Zum Authentischsein gehört natürlich nicht, sich im Beruf einfach so zu verhalten, wie man es gerade gerne hätte. Dabei sollte man Berufliches und Privates trennen. Vor allem wäre ich umso vorsichtiger bei dem, was ich sage, je höher ich in der Karriere komme. Aber da gibt es nicht die Formel ABC, sondern es ist eher so ein Gespür für Situationen, ein Gespür für Menschen.

Macht es Menschen glücklicher, wenn sie den Beruf ausüben, der ihnen am meisten Spaß macht und in dem sie „echt“ sein können? 

Es fühlt sich stimmiger an. Es gibt immer Situationen, wo man wahrscheinlich authentischer ist als in anderen, aber generell habe ich die Erfahrung gemacht: Authentizität macht das Berufsleben einfacher. Wenn ich authentisch bin, dann weiß ich auch, in welchen Umgebungen ich arbeiten will und dann nehme ich zum Beispiel Aufträge gar nicht an, die ich eigentlich nicht machen will. Es wäre schon sehr anstrengend, ständig im Berufs- und Privatleben verschiedene Rollen zu spielen.

Verändert sich die Rolle von Authentizität in der Berufswelt? 

Ich glaube, dass sich gesellschaftlich etwas ändert. Früher, in der Generation meiner Eltern, haben viele nach der Schule einfach den Job gemacht, der ihnen vor die Füße gefallen ist. Ich glaube, dass sich heute Menschen mehr Gedanken machen, in welches Berufsfeld sie wollen und zu welchem Unternehmen sie gehen.

Woran liegt das? Ändern sich die Gesellschaftsideale? 
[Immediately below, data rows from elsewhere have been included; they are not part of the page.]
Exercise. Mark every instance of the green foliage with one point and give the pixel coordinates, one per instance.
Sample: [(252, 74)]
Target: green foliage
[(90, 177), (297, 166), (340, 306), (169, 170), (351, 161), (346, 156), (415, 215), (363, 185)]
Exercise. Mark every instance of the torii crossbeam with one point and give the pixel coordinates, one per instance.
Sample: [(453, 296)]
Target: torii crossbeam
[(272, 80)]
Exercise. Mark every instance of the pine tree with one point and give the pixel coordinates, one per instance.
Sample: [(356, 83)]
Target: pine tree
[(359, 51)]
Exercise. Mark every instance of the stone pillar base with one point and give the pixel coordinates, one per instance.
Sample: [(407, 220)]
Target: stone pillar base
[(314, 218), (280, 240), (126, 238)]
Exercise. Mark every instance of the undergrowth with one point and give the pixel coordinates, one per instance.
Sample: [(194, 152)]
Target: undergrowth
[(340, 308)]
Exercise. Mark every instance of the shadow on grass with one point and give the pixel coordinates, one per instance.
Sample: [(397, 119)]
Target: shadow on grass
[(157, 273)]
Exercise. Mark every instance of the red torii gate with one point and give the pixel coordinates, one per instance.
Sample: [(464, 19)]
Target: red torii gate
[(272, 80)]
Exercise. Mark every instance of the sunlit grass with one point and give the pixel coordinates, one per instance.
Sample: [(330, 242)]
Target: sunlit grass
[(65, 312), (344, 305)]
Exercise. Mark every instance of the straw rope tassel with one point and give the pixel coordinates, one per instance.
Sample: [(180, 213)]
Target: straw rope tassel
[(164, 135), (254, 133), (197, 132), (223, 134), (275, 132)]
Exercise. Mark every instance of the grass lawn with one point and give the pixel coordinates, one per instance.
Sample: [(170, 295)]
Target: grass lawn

Ich nehme schon wahr, dass die Menschen mehr Sehnsucht nach Echtheit haben, nach mehr Sicherheit. Es gibt noch viele Firmen mit ganz verkrusteten Hierarchien und ich nehme wahr, dass ein Ruck durch diese Konstrukte geht und dass viele Menschen nicht mehr mit einem Firmenwagen oder mit mordsmäßigem Gehalt gelockt werden können. Ich glaube, Ihre Generation ist auch nicht mehr so gewillt, sich stark in ein Hierarchie-Konstrukt pressen zu lassen.

Ich glaube, dass viele sich eine andere Arbeitswelt wünschen und dass alte Hierarchien auslaufend sind. Der Markt ändert sich. Der wandelt sich vom Arbeitgeber- zum Arbeitnehmermarkt. Dann haben plötzlich die Arbeitnehmer die Zügel in der Hand. Und das könnte auch was mit den Gesellschaftsidealen zu tun haben, denke ich.

Ist Geld im Beruf unwichtig geworden? 

Nein, unwichtig nicht. Mit Geld kann man viele gute Dinge machen. Viele sind so konditioniert, dass sie Geld als böse empfinden. Aber dann sollte man den Blick auf Geld einmal verändern. Wenn ich Geld habe und mir auch mal Luxus gönnen kann, dann ist das doch etwas Schönes. Aber es geht eben nicht mehr nur ums Geld.

Was ist für Sie beruflicher Erfolg?

Das ist für mich, wenn ich mit dem, was mir Spaß macht und wo ich wirklich gut drin bin, Geld verdiene. Und wenn ich sehe, dass ich damit meine Kunden weiterbringe. Das erfüllt mich einfach.